Energy-FlowUK Energy Security Through Distributed Combined Heat and Power

A Policy Paper for Resilient, Efficient Energy Infrastructure

Executive Summary

The April 2025 Iberian Peninsula blackout demonstrated that increasing grid complexity—driven by high renewable penetration and distributed generation—creates systemic vulnerabilities that threaten energy security. This paper proposes a fundamental paradigm shift in UK energy policy: repositioning Combined Heat and Power (CHP) and tri-generation systems as primary energy infrastructure for critical and commercial facilities, with the electricity grid serving as a balancing and coordination network rather than the sole supply backbone.

This approach simultaneously addresses energy security, system resilience, efficiency, and decarbonization objectives while reducing—rather than increasing—grid coordination complexity.
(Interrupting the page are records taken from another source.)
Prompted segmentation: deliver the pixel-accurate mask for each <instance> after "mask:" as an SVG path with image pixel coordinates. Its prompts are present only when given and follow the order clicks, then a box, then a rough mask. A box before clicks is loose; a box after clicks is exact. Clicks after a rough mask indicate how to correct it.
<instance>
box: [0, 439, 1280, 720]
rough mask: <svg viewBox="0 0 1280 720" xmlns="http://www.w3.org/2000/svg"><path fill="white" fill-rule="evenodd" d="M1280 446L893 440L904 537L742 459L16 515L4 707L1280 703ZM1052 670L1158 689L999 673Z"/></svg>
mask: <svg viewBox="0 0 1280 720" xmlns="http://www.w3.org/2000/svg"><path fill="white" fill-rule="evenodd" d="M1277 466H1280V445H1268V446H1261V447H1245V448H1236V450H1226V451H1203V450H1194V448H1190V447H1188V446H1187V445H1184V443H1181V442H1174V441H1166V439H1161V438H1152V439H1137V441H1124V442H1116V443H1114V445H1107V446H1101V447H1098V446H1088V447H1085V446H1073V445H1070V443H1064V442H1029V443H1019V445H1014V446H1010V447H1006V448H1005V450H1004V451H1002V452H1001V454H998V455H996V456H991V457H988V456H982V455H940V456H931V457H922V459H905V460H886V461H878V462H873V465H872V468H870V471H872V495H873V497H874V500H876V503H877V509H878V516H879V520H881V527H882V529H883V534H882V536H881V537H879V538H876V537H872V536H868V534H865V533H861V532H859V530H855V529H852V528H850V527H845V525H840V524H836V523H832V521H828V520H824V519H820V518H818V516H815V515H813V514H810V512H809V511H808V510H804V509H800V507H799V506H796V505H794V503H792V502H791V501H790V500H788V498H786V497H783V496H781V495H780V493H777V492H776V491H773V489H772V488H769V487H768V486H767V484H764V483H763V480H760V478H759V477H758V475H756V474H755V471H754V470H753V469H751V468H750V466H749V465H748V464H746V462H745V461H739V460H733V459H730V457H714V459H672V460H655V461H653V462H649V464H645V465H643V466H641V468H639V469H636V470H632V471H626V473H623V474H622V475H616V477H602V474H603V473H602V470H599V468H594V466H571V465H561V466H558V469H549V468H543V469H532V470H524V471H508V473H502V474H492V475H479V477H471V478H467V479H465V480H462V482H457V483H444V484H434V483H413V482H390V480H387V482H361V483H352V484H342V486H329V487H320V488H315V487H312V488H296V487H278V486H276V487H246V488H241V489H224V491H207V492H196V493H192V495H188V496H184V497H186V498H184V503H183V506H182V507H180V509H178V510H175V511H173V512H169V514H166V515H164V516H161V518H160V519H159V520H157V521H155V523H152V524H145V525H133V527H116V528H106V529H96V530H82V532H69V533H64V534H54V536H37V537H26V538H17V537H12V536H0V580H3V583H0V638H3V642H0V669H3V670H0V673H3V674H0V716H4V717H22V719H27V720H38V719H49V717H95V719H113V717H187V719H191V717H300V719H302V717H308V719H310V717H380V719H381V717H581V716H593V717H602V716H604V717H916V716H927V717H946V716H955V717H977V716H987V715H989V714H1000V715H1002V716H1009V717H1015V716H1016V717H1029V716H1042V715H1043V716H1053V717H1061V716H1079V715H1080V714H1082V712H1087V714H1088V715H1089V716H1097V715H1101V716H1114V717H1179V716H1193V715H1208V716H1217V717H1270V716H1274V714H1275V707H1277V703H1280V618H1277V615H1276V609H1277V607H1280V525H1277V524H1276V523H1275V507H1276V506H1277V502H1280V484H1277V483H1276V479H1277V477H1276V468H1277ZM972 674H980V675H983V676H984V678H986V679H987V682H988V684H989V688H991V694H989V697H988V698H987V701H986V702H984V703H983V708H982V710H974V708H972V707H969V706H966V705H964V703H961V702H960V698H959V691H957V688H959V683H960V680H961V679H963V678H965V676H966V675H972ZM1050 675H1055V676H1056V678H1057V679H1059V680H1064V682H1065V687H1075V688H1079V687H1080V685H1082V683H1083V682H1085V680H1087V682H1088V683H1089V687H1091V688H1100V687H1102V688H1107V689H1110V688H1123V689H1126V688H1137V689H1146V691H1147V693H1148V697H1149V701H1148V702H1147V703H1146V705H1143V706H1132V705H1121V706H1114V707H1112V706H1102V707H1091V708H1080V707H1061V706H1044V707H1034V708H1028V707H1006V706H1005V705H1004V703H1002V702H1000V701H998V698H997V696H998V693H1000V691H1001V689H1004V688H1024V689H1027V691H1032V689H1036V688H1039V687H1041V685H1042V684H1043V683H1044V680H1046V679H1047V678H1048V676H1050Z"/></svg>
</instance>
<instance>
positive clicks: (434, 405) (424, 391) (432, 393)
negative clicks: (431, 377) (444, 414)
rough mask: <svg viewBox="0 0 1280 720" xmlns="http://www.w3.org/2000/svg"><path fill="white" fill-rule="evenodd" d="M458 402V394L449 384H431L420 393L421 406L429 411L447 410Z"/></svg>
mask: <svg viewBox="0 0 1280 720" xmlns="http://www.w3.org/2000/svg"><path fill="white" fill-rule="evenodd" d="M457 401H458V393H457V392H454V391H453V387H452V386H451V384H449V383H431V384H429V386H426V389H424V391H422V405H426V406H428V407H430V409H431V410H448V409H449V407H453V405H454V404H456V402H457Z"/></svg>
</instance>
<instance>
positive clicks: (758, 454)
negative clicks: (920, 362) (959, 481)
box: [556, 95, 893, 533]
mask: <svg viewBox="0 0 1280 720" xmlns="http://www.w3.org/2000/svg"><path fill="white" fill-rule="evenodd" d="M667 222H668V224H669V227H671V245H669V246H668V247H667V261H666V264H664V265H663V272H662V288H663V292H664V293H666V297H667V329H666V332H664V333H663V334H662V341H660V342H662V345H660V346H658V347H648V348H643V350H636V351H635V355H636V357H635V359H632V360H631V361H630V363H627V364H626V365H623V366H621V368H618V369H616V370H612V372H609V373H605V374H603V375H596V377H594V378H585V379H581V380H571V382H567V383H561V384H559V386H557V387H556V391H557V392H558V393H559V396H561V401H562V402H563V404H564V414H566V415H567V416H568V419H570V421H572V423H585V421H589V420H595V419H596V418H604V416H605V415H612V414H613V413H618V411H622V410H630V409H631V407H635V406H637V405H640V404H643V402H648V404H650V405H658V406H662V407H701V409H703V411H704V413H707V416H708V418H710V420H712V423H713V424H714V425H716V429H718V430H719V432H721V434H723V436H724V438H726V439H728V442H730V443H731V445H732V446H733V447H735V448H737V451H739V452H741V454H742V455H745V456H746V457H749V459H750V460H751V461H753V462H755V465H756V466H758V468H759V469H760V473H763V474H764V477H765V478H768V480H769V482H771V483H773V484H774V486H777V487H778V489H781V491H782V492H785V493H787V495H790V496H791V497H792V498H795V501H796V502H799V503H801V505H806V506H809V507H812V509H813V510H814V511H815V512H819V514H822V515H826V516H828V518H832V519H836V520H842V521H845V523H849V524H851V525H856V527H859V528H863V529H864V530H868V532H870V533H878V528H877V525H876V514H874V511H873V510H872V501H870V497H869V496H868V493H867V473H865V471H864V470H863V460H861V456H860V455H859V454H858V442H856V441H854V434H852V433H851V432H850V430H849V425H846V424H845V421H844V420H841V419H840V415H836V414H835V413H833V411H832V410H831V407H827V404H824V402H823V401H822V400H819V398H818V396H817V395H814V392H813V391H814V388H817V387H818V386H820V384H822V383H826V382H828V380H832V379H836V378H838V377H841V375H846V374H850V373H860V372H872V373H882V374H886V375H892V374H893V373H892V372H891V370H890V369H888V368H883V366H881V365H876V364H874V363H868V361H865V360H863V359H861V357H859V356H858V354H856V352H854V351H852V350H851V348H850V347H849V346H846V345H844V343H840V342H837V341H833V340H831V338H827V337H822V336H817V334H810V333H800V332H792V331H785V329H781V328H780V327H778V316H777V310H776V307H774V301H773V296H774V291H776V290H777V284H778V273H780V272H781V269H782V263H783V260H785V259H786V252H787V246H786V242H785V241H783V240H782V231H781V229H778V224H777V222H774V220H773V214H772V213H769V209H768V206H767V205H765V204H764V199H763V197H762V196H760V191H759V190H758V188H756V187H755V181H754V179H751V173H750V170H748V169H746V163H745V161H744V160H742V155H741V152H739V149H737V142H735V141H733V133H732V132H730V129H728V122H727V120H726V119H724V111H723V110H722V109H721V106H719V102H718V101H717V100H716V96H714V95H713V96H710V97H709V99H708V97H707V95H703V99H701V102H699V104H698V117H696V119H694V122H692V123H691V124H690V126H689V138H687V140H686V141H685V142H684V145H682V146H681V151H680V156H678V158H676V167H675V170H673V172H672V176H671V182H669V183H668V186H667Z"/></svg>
1. The Problem: Grid Complexity as Systemic Risk

1.1 Lessons from the Iberian Blackout

On 28 April 2025, Spain and Portugal experienced a total electricity system collapse affecting nearly 60 million people. Official investigations identified the root causes as:

  • Outdated voltage control regulations unsuited to distributed renewable generation
  • Inadequate reactive power management across thousands of generation points
  • Cascading failures when conventional generators with voltage control responsibilities failed
  • Grid isolation (only 2% interconnection with EU) limiting external stabilization

Key Finding: The incident was not caused by renewables themselves, but by the exponential increase in coordination complexity when managing thousands of distributed generation sources through centralized control systems.